Parenting K-6 Kids/reading comprehension & melt downs 6th grade
My daughter is 11 and in 6th grade. School has become a struggle and homework often ends in everyone involved being emotionally drained. I'm pretty sure reading comprehension is the center of why her grades are low. This site description sounds very much like her -http://m.readingrockets.org/helping/target/comprehension/
. The problem is she has no desire to improve, so if we try to do any thing suggested she shuts down. Going over homework takes hours because of the fit and fight she puts up. She does not like to take her time, if a worksheet or test is taking longer than a few minutes she just guesses....I know it is possible for her to slow down and focus because she getd grounded when hergrades are to low, and at this point she will pull As on hw and testd...but only enough to bump her grade then its back to mediocore or failing grades...then grounded...and the whole year is this up and down cycle. I know a lot of the issue is a lack of effort, but I think if its a struggle maybe she has just given up. Its only going to get harder in middle school and ul, and I just don't know what to do. I'm so drained from the constant battling that I'm ready to give up, I just can't do hours of screaming, crying and guilt everyday. It makes me feel on edge all day, even when I'm not around her, and its gotten whereI need a break but there is no one else. Some days she doesnt even have homework but I'm so emotionally dead from the 6 hour battle over homework the day before that I don't even want to be around her. This needs to stop, but I feel like my only option Is to accept her coasting through school and not underdtanding half of it.

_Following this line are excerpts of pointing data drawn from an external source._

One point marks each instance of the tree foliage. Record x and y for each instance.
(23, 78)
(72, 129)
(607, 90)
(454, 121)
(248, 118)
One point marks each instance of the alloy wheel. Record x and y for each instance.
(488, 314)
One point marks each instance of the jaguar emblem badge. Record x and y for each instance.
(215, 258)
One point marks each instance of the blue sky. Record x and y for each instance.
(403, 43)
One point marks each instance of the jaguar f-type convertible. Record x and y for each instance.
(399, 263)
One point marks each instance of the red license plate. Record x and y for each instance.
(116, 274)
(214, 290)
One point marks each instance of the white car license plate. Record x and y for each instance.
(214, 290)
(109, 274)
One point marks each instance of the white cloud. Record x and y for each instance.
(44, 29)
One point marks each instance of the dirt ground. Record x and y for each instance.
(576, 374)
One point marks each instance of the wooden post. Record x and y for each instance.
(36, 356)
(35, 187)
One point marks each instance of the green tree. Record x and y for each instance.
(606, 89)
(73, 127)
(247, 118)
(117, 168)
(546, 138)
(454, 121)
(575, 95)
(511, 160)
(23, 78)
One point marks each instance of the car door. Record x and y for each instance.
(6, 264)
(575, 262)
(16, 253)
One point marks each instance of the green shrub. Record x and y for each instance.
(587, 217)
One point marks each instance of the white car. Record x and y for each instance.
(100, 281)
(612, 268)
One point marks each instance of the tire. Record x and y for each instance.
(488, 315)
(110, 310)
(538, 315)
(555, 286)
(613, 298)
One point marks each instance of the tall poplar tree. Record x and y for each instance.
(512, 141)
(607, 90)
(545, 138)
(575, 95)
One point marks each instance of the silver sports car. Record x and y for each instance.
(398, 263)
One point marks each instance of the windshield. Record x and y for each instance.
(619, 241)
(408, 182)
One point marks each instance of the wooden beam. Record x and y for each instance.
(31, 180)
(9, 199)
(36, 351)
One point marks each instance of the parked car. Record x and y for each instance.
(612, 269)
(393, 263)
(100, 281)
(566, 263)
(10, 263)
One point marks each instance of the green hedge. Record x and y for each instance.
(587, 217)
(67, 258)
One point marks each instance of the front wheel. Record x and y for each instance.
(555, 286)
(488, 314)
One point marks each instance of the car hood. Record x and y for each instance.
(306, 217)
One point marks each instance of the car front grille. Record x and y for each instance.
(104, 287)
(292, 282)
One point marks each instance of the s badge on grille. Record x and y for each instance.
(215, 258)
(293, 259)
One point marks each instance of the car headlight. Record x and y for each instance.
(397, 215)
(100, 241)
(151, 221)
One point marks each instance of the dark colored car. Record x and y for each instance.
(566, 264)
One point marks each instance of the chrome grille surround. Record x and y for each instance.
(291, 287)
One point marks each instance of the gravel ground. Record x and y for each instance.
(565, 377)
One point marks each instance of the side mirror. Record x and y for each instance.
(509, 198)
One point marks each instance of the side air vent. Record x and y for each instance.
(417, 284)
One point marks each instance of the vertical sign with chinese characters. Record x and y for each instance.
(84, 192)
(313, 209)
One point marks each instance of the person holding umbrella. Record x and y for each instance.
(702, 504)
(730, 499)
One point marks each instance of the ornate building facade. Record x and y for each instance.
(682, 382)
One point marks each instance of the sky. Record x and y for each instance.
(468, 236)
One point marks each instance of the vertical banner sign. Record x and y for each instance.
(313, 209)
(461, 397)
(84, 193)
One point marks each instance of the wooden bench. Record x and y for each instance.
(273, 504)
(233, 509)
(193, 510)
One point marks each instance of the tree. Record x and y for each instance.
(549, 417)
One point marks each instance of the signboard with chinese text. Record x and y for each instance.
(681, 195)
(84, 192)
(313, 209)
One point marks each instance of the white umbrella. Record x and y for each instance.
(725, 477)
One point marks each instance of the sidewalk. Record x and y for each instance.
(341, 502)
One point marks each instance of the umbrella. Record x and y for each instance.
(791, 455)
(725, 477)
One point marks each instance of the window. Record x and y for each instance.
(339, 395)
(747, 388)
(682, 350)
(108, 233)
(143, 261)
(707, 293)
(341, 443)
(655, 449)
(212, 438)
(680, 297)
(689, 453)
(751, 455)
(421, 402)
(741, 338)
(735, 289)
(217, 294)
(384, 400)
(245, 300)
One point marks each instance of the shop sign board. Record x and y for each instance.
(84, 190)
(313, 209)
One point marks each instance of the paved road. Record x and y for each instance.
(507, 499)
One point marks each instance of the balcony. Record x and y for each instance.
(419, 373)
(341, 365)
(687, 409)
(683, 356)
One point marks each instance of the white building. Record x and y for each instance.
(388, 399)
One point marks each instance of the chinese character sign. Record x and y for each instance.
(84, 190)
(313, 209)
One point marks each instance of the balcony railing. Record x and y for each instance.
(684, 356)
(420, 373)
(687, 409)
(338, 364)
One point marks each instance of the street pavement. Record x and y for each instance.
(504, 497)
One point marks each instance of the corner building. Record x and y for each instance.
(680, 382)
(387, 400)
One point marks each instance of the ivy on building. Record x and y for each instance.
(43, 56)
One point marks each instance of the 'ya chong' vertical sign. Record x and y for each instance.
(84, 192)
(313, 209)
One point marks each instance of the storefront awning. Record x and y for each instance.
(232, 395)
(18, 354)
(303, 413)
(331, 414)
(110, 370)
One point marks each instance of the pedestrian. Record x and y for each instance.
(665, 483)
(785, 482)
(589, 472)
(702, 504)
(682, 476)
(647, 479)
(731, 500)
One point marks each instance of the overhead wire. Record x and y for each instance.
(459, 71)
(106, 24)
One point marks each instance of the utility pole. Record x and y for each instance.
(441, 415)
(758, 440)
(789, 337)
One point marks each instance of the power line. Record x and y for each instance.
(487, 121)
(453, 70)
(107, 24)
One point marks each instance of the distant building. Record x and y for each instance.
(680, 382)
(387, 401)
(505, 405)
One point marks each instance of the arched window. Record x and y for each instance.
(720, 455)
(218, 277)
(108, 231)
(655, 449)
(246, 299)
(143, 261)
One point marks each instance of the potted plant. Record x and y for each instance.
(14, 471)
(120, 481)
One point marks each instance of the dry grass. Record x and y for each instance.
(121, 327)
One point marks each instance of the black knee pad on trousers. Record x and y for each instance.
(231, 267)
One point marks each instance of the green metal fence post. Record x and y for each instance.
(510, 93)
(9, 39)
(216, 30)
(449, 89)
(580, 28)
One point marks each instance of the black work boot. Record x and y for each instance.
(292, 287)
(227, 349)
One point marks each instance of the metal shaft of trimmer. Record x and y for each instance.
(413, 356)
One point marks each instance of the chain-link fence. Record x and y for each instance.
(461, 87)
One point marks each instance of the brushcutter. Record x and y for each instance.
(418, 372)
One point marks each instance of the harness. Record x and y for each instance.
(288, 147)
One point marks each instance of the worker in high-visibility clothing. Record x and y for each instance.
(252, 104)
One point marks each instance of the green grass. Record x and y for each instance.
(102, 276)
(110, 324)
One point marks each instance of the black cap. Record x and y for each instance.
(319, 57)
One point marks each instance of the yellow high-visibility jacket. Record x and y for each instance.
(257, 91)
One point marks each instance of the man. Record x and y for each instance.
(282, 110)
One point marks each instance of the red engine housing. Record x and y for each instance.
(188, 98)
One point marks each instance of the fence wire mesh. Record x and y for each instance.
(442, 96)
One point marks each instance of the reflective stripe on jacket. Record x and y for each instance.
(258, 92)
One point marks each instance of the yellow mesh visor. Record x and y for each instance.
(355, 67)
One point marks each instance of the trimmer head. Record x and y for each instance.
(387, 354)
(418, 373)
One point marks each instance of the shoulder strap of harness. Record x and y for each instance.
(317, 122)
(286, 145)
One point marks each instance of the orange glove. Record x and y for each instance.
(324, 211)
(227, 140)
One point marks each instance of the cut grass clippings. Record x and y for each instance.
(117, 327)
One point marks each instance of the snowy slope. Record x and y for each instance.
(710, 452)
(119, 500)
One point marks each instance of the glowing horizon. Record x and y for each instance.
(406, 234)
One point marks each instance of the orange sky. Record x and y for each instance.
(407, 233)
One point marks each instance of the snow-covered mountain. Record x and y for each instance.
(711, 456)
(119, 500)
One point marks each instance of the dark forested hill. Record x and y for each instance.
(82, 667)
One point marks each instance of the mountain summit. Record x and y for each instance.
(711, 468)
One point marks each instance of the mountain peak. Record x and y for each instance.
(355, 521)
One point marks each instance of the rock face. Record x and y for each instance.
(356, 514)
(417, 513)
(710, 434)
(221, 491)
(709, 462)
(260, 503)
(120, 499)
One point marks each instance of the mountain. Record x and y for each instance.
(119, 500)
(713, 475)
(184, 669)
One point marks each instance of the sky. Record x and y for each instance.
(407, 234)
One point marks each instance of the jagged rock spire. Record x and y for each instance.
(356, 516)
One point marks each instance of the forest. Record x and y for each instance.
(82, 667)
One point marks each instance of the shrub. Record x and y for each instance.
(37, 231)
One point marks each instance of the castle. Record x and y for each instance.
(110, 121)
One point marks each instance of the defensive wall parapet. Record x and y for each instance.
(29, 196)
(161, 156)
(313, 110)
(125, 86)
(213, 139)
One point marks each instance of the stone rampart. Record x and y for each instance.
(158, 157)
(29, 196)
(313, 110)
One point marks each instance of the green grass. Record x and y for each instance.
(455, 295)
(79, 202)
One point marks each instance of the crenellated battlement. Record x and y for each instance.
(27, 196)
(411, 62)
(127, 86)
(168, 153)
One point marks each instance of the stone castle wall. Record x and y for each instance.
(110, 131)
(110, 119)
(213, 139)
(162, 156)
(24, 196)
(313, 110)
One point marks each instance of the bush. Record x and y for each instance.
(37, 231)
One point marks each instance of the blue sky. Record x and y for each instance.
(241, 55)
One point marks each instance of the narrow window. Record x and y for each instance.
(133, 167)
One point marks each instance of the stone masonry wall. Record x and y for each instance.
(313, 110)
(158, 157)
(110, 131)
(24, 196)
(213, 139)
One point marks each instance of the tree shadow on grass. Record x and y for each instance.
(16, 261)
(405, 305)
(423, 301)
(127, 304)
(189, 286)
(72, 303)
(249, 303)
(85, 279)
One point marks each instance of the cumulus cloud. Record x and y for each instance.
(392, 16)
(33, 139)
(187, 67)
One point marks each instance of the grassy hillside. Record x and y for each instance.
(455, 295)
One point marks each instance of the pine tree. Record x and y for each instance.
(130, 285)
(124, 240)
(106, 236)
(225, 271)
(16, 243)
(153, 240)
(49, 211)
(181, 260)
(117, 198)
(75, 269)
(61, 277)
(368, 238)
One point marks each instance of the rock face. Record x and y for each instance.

My suggestion is to have a meeting with the teacher and maybe even have a full student study team meeting (usually includes other staff who can all brainstorm ideas). It's difficult to know what the issue is without teacher input. Further, helping children with homework is a challenge. I'm a social worker and feel like I know a lot, but I've never been able to help with homework as well as my husband, who incidentally is a teacher. There is something taught in teacher school that makes it easier for kids to understand school work than when parents do it.
The teacher will be able to better pinpoint if it's a learning issue or laziness. It might be worth having her tested. Many kids are very bright, but struggle with traditional learning forms. Through testing, her learning methods can be better understood and new strategies can be implemented.
Finally, you might want to hire a tutor/homework helper to help her with homework instead of you, which can reduce the conflict.